Earthquake rocks Cuba as residents struggle to recover from recent storms | Earthquakes News

Officials say efforts to assess damage are under way after 6.8-magnitude earthquake hits eastern Cuba.

A powerful earthquake has hit eastern Cuba, adding more problems to a country still reeling from a series of recent storms and blackouts.

The United States Geological Survey (USGS) reported on Sunday that a magnitude 6.8 earthquake hit about 40km (25 miles) south of the town of Bartolome Maso. No deaths or injuries have been reported so far.

“There have been landslides, damage to homes and power lines,” Cuban President Miguel Diaz-Canel said in a social media post, adding that the areas of Santiago de Cuba and Granma were affected.

“We are beginning to assess the damage in order to begin recovery.
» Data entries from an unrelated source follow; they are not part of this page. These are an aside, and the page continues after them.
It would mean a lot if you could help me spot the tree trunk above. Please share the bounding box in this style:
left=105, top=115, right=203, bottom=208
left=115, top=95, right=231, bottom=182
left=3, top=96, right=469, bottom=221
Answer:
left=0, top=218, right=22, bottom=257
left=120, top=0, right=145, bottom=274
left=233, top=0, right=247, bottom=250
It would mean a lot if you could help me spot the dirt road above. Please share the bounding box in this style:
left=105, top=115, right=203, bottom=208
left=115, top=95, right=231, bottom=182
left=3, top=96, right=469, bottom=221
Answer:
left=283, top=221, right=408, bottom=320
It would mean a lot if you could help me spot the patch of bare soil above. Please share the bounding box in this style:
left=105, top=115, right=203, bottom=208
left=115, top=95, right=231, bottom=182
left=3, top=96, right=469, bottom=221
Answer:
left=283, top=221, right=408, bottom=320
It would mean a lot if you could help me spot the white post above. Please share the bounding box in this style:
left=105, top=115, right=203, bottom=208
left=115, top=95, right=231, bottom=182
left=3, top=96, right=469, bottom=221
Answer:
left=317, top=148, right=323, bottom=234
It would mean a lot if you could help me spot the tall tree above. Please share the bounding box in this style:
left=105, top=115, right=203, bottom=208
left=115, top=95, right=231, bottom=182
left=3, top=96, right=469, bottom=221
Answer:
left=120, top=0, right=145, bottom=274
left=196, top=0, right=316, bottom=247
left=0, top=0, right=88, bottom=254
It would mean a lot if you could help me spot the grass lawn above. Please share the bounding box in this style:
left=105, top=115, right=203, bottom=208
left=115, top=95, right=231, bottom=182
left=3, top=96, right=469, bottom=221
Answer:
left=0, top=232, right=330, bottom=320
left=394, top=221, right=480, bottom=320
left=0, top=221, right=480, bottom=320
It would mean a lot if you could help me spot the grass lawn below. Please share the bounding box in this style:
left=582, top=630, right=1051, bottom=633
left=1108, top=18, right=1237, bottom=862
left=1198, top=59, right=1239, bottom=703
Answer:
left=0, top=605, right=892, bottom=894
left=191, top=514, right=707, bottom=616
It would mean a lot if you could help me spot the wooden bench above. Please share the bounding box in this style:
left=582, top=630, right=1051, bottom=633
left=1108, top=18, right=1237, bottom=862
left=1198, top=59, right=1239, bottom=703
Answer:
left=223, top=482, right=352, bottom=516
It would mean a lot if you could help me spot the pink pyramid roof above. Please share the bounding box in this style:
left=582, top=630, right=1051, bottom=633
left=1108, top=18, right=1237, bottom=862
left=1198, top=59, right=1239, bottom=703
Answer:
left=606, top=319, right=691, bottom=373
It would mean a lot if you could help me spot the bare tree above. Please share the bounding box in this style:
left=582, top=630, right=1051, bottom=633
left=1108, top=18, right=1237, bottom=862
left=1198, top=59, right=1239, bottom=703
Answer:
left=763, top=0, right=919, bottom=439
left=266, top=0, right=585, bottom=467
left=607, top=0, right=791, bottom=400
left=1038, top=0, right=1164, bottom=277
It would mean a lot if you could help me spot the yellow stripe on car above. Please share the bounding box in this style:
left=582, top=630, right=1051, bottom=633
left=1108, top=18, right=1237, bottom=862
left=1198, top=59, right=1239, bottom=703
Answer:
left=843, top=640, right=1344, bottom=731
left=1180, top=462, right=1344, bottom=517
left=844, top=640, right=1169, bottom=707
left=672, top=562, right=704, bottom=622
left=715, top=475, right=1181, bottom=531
The first and most important thing is to save lives,” he said.

People in affected provinces have said the earthquake was one of the most powerful they have felt in their lives – no small feat in an area that the USGS says has experienced 23 earthquakes of magnitude 5 and above in the last 50 years.

“We’ve felt earthquakes in the past, but nothing like this,” Santiago resident Griselda Fernandez told the Reuters news agency.

Other residents in Santiago, Cuba’s second-largest city, reported that the quake caused buildings to shake and that many people were still standing nervously in their doorways.

“You had to see how everything was moving, the walls, everything,” Yolanda Tabio, a 76-year-old in the city, told The Associated Press.

Many of the region’s homes and buildings are older and vulnerable to earthquake damage.

State-run media published images of terracota roofs and facades of concrete block homes that had collapsed with the shake. Many images showed structural damage to ceilings, walls, windows columns as well as to public infrastructure.

The USGS said that nearby countries such as Jamaica also felt some effects.

The tremor is the latest in a series of natural disasters that have compounded existing infrastructure problems in Cuba, where large swaths of the population also face economic insecurity.

In October, Hurricane Oscar brought heavy rains and widespread power outages to the island and left at least six people dead after making landfall in eastern Cuba.

Another storm, Hurricane Rafael, knocked out power for at least 10 million people after slamming into the eastern part of the island last week.

The storm uprooted trees and knocked down telephone poles. Hundreds of buildings were destroyed and hundreds of thousands of people were displaced.